KNOCHIGE FRAU: Die große Stunde ist gekommen!

EINSAMER RÄCHER (abgelenkt von der Figur im langen Mantel, die ihn dunkel anstarrt. Blickt erst interessiert zurück, dann verwirrt, dann ein wenig genant und erfolglos unterdrückt grinsend zu Boden): Hm-hm …

KNOCHIGE FRAU (wirft ihm einen verständnislosen Blick zu und beschließt, unqualifizierte Einwürfe künftig zu ignorieren): Lasst uns der Menge folgen … eine Bühne ist genau, was ich brauche …

EINSAMER RÄCHER (folgt ihr, nimmt vorher aber noch schnell allen Mut zusammen und zwinkert der Figur in Kapuze zu, bei der es sich natürlich um den Zauberer handelt, wie der aufmerksame Leser inzwischen verstanden hat)

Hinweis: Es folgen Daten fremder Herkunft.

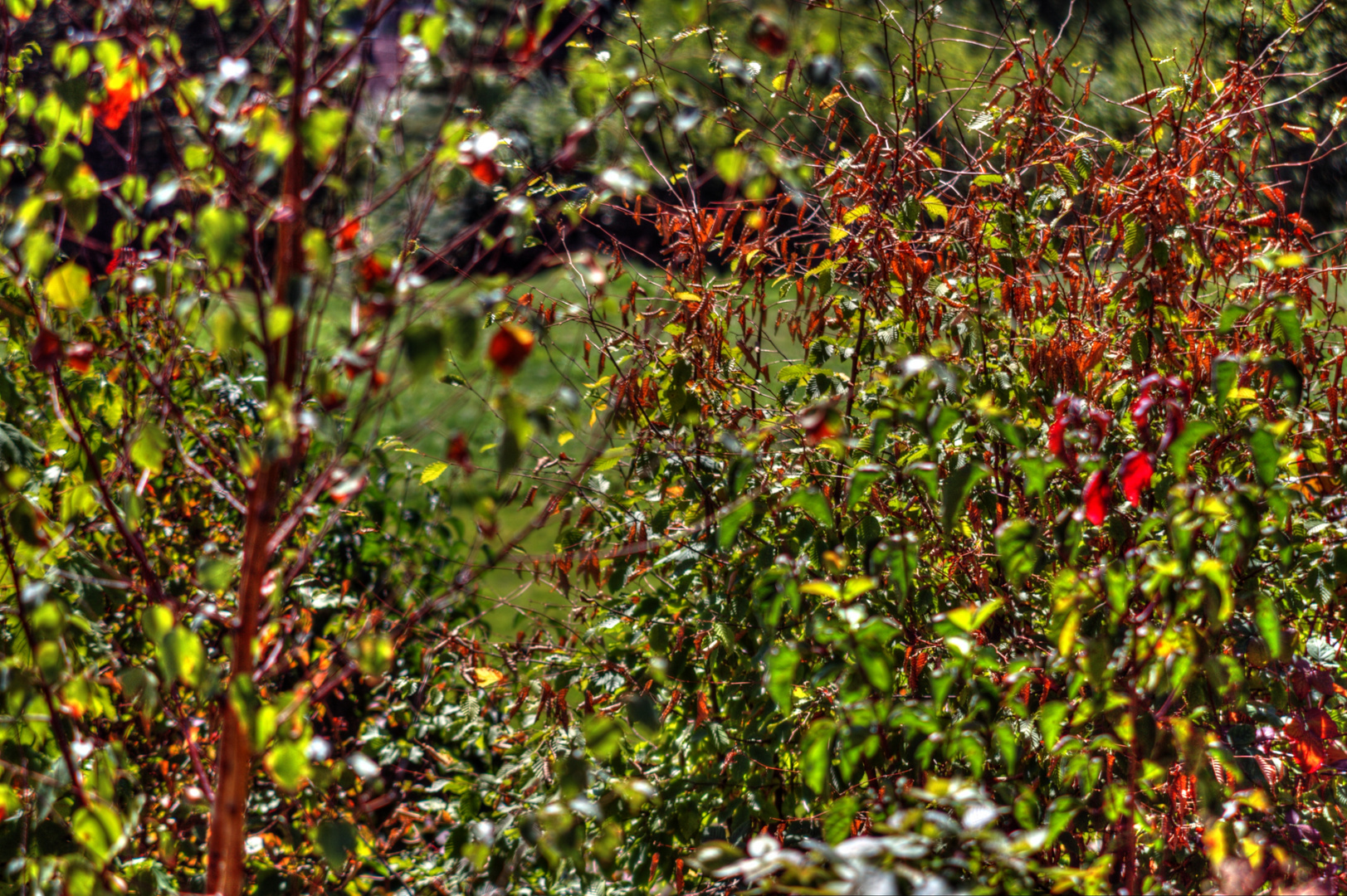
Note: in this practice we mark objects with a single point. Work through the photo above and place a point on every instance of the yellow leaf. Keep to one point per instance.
(486, 677)
(1304, 134)
(935, 207)
(67, 286)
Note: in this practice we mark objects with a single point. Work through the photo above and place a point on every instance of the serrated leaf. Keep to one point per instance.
(935, 207)
(778, 677)
(67, 286)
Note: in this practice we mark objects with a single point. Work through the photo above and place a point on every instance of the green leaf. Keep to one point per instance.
(837, 822)
(322, 132)
(935, 207)
(955, 492)
(877, 667)
(733, 522)
(183, 655)
(1193, 433)
(813, 503)
(1225, 373)
(1288, 321)
(434, 27)
(279, 319)
(287, 763)
(1291, 377)
(1269, 624)
(782, 662)
(157, 621)
(730, 164)
(817, 755)
(1228, 317)
(1135, 235)
(97, 827)
(220, 233)
(67, 287)
(603, 736)
(149, 449)
(423, 343)
(17, 449)
(335, 841)
(1018, 546)
(862, 480)
(1266, 455)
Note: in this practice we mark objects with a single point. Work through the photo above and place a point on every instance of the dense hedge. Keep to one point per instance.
(903, 484)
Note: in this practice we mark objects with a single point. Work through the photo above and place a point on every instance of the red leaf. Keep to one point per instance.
(346, 235)
(1135, 475)
(821, 423)
(1096, 496)
(1174, 426)
(486, 172)
(46, 351)
(371, 271)
(510, 348)
(78, 356)
(768, 37)
(114, 110)
(1057, 440)
(1140, 410)
(458, 451)
(527, 49)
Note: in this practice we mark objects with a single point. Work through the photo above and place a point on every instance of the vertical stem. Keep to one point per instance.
(225, 857)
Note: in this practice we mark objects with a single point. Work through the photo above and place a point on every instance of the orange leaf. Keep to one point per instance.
(486, 677)
(510, 348)
(702, 710)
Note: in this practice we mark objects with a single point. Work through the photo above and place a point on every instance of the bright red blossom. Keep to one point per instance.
(1096, 496)
(1135, 475)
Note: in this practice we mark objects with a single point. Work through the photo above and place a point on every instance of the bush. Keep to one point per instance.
(931, 490)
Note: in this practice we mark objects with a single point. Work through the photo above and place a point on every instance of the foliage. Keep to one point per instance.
(904, 483)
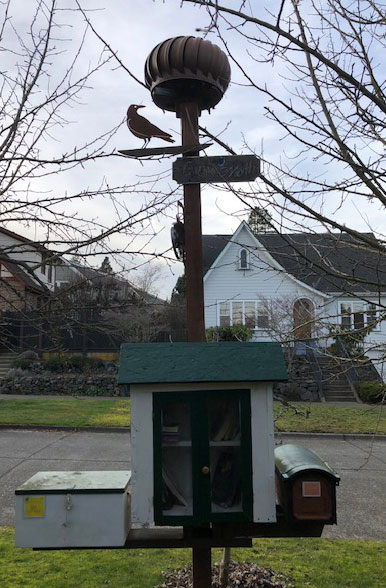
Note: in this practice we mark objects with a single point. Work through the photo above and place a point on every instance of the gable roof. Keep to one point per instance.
(328, 262)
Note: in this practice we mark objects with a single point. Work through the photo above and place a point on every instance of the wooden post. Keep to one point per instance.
(189, 113)
(202, 567)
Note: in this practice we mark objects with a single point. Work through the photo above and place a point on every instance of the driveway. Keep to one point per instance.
(361, 463)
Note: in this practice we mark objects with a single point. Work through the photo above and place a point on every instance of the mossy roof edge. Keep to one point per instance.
(145, 363)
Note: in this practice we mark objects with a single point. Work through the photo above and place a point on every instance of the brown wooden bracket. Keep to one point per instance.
(178, 150)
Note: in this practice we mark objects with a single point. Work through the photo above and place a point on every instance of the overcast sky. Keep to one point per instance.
(133, 28)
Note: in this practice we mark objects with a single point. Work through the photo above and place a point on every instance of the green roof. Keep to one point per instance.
(150, 363)
(293, 460)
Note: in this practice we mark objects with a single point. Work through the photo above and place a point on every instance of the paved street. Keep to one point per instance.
(361, 464)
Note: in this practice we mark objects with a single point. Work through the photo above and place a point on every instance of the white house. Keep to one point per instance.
(295, 286)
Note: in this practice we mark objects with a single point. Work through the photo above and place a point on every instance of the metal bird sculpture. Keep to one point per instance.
(142, 128)
(178, 239)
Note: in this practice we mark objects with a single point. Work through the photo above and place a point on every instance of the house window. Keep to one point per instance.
(251, 313)
(358, 315)
(225, 319)
(244, 259)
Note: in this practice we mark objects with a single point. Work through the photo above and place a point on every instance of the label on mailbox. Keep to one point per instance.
(34, 507)
(217, 169)
(311, 489)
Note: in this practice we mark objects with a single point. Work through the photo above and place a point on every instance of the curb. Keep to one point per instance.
(66, 429)
(344, 436)
(278, 434)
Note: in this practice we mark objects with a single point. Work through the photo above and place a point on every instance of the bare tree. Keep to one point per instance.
(325, 91)
(45, 78)
(331, 106)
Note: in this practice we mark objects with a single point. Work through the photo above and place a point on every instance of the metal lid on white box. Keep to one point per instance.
(76, 482)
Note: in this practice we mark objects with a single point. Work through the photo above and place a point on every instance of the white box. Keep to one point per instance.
(73, 509)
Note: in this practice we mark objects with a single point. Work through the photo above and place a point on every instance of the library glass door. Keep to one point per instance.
(202, 457)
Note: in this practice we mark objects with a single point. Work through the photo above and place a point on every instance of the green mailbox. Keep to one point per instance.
(305, 485)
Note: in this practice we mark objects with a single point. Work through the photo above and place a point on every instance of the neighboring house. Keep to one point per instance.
(296, 287)
(27, 275)
(106, 301)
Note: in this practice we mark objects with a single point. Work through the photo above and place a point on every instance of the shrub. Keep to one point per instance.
(74, 364)
(372, 392)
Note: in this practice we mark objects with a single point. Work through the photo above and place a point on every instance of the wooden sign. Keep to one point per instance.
(221, 168)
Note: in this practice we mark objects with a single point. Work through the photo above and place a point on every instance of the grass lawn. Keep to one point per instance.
(115, 412)
(310, 563)
(65, 412)
(327, 418)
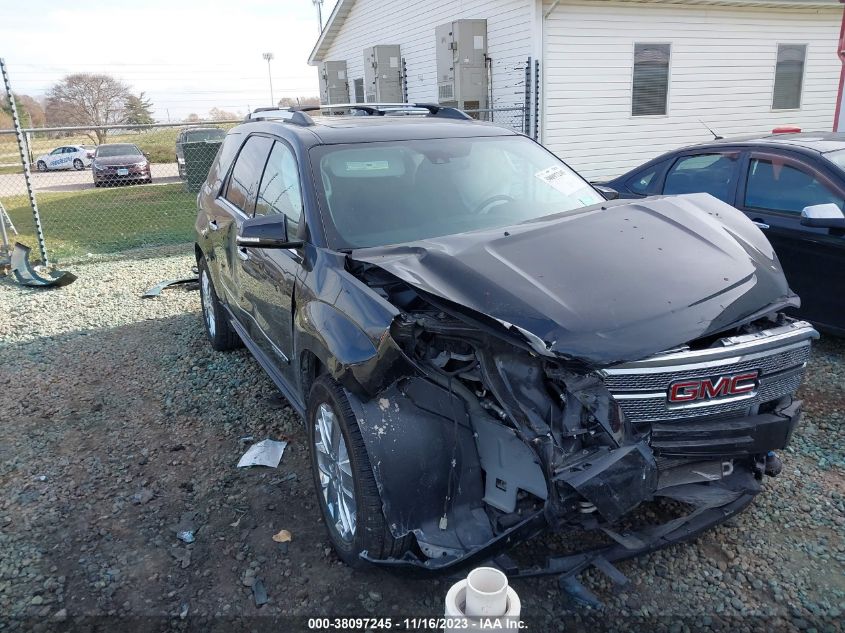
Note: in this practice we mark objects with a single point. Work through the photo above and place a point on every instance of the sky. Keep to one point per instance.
(188, 56)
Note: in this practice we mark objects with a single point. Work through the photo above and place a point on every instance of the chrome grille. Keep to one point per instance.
(780, 355)
(657, 381)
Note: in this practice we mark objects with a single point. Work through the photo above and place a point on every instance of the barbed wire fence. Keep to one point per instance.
(121, 199)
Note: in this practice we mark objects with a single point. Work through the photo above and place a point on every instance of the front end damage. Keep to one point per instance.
(485, 442)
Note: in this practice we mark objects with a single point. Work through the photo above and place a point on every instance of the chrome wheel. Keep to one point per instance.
(207, 303)
(335, 471)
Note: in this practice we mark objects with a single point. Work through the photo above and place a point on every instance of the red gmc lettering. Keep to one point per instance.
(707, 389)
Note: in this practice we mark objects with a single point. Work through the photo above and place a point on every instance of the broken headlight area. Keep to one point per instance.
(489, 442)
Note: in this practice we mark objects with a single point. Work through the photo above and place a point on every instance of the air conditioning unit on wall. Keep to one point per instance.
(383, 74)
(334, 88)
(461, 64)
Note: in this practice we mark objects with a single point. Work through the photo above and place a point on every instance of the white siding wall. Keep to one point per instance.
(721, 72)
(411, 25)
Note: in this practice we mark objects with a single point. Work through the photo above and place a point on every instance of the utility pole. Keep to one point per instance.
(269, 58)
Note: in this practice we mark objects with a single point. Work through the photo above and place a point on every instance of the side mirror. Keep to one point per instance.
(609, 193)
(266, 231)
(823, 216)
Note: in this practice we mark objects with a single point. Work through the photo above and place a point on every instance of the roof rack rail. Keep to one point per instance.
(380, 109)
(288, 115)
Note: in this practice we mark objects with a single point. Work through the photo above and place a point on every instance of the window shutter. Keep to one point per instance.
(650, 90)
(789, 76)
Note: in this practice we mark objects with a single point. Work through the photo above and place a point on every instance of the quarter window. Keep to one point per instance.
(704, 173)
(789, 76)
(279, 191)
(645, 182)
(776, 186)
(650, 89)
(243, 185)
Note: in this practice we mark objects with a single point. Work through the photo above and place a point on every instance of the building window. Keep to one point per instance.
(789, 76)
(650, 90)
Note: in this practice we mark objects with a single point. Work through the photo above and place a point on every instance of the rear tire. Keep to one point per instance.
(328, 401)
(217, 328)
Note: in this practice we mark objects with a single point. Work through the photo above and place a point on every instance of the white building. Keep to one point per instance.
(620, 81)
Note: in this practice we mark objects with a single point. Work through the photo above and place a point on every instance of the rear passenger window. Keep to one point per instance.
(776, 186)
(279, 191)
(243, 184)
(705, 173)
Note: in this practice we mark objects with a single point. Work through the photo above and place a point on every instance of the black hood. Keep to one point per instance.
(608, 283)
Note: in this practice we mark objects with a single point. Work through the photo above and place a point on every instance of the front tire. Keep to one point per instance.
(217, 328)
(346, 488)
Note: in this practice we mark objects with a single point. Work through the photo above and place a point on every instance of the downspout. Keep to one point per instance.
(840, 51)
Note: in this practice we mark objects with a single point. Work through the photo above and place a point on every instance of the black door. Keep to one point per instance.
(235, 204)
(269, 275)
(775, 190)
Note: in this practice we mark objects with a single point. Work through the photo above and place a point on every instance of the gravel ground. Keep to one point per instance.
(122, 427)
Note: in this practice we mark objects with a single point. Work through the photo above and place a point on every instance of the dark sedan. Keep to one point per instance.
(792, 186)
(120, 162)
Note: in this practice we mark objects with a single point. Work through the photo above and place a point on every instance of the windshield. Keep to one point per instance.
(401, 191)
(204, 135)
(118, 149)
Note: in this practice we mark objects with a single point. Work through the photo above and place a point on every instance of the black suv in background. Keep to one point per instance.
(482, 347)
(792, 186)
(195, 135)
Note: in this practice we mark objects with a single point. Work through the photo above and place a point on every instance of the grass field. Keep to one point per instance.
(159, 143)
(102, 221)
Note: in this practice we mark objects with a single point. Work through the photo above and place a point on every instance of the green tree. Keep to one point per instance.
(138, 110)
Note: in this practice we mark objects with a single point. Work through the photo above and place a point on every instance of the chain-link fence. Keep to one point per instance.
(512, 117)
(133, 192)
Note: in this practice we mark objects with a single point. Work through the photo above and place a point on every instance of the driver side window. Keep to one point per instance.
(279, 191)
(774, 185)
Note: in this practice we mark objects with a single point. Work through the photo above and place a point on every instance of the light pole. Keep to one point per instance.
(319, 5)
(269, 58)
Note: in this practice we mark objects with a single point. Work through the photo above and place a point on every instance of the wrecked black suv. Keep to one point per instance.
(483, 347)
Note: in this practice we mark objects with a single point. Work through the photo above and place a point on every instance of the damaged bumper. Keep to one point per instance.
(475, 461)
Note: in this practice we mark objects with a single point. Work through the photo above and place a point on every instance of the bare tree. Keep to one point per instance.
(88, 99)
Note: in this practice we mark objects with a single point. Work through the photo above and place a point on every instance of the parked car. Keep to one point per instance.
(120, 162)
(792, 186)
(195, 135)
(76, 157)
(484, 348)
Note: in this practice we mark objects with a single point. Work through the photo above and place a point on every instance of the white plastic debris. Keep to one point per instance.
(264, 453)
(482, 601)
(186, 535)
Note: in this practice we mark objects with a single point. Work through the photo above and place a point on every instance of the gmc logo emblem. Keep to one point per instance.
(686, 391)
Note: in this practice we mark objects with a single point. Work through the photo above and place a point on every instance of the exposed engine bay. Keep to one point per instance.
(485, 441)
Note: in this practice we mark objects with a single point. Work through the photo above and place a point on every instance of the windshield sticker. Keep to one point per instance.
(371, 165)
(561, 179)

Der einsame Rächer und die knochige Frau entfernen sich. Es wird noch dunkler, bis schließlich der Zauberer als einziger noch im Licht steht und den beiden nachsieht, ehe er seinen Kopf in den Nacken wirft und in schallendes Gelächter ausbricht, was selbstverständlich außer uns niemandem auffällt, weswegen er sich hinterher auch ungehindert mit dramatisch schwingendem Mantel umdrehen und von der Bühne schreiten kann. Vorhang.






[1] Nevermind.
[2] Der, seinem Bruder nicht unähnlich, mit der Intelligenz eines Bettsteins gesegnet war. Trotz dieser widrigen Umstände erfand er einige Jahre später, nachdem er sich von seinem Unfall erholt hatte, das Telefon und wurde unerhört reich.
[3] Was zur Zeit des Drärchens natürlich noch eine unerfundene Maßnahme war, weswegen die Frau kurz darauf von ihrem eigenen Mann der Hexerei beschuldigt und verbrannt wurde. Einige Jahre später jedoch kam ein Geist, der erstaunliche Ähnlichkeit mit der Verstorbenen hatte, zurück ins Dorf und zündete das Bett des Exmannes an, während er darin lag. Damit waren nicht nur dringende Gelüste befriedigt, sondern praktischerweise auch gleich noch das Barbecue erfunden worden.